Nos lecteurs trouveront dans les pages qui suivent de ce bulletin l’annonce de nouvelles activités ou créations par lesquelles le Centre espère donner à cette question un sérieux commencement de réponse. Ces activités nouvelles, telles que la Fondation européenne et « Liens avec l’Europe », tout comme les activités déjà connues, peuvent toutes être rangées sous la rubrique générale d’éducation européenne. Chacune d’elles constitue un des éléments d’un véritable plan d’action sur les esprits. Elles s’efforcent aussi de créer les public relations qui ont manqué jusqu’ici à l’entreprise Europe unie.

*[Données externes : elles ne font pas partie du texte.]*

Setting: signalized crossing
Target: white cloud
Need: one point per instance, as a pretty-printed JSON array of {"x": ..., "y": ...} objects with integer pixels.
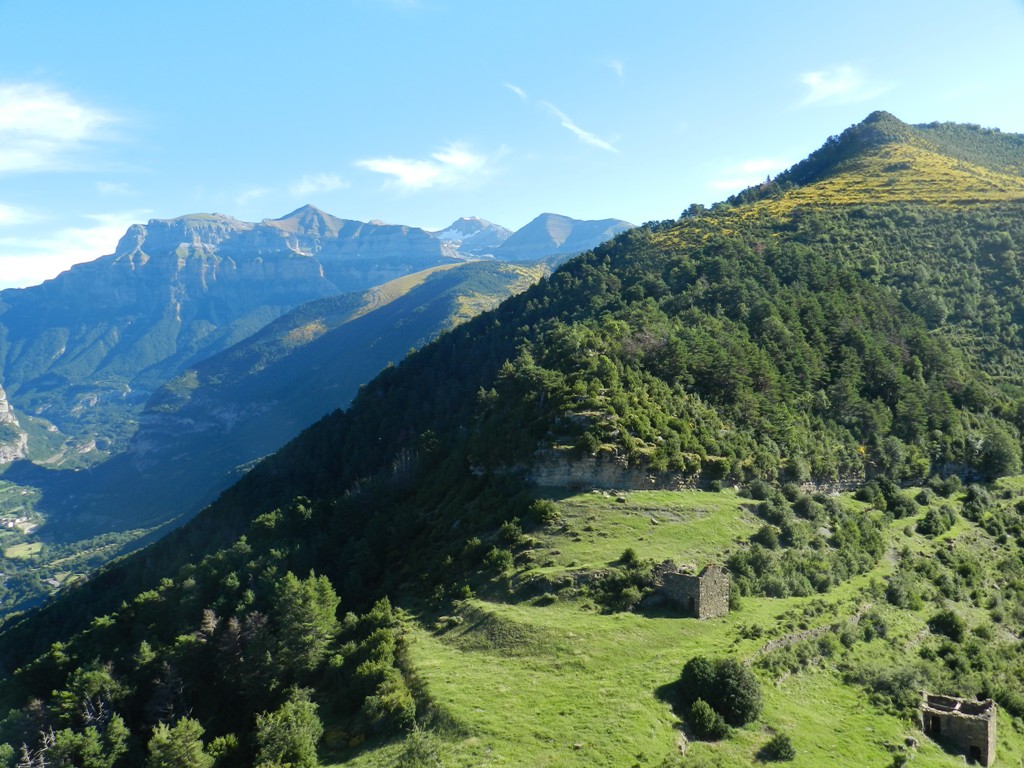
[
  {"x": 840, "y": 85},
  {"x": 448, "y": 167},
  {"x": 40, "y": 126},
  {"x": 114, "y": 188},
  {"x": 13, "y": 215},
  {"x": 253, "y": 193},
  {"x": 516, "y": 90},
  {"x": 316, "y": 182},
  {"x": 586, "y": 136},
  {"x": 27, "y": 261},
  {"x": 748, "y": 173}
]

Je sais bien ce que beaucoup vont penser, car j’entends déjà ce qu’ils me disent : « Tout cela est très joli. Tout cela ne fera certes aucun mal, fera même du bien dans l’ensemble — si vous réussissez — mais voyez-vous, ce qu’il nous faut, c’est de l’action ! » Et l’on entend ou sous-entend par là : de l’action politique, bien sûr. L’une des faiblesses les plus graves de l’Occident contemporain se révèle ici.

Comment s’imagine-t-on l’action en général ? Comme ce qui produit une nouvelle en gros titres dans les journaux : chute d’un ministère ou d’une monnaie, ratification d’un traité, émeute, discours « retentissant », décision d’un parti, voyage d’un homme d’État, triomphe des Verts ou des Bleus aux élections.

Cette conception courante de l’action est celle des hommes qui n’agissent pas eux-mêmes, ou qui n’ont pas assez réfléchi sur la nature des forces historiques.

Une révolution est l’aboutissement d’une série d’actions d’abord morales, intellectuelles et spirituelles, puis économiques et sociales, qui par nature restent invisibles à l’œil des agences de presse, mais sans lesquelles rien ne se ferait. L’Europe unie est une révolution. Elle doit passer par tous les stades préparatoires des révolutions réussies.

L’ambition du Centre est d’agir. Il a pris au sérieux l’action européenne. Il voit qu’elle commence dans les cours, qu’elle se poursuit dans les esprits, et qu’elle n’éclatera dans les faits qu’au jour où tout sera mûr pour sa naissance.

Préparer cette maturation ; créer ses conditions là où elles n’existent pas ; les favoriser partout où elles apparaissent : voilà qui définit notre programme.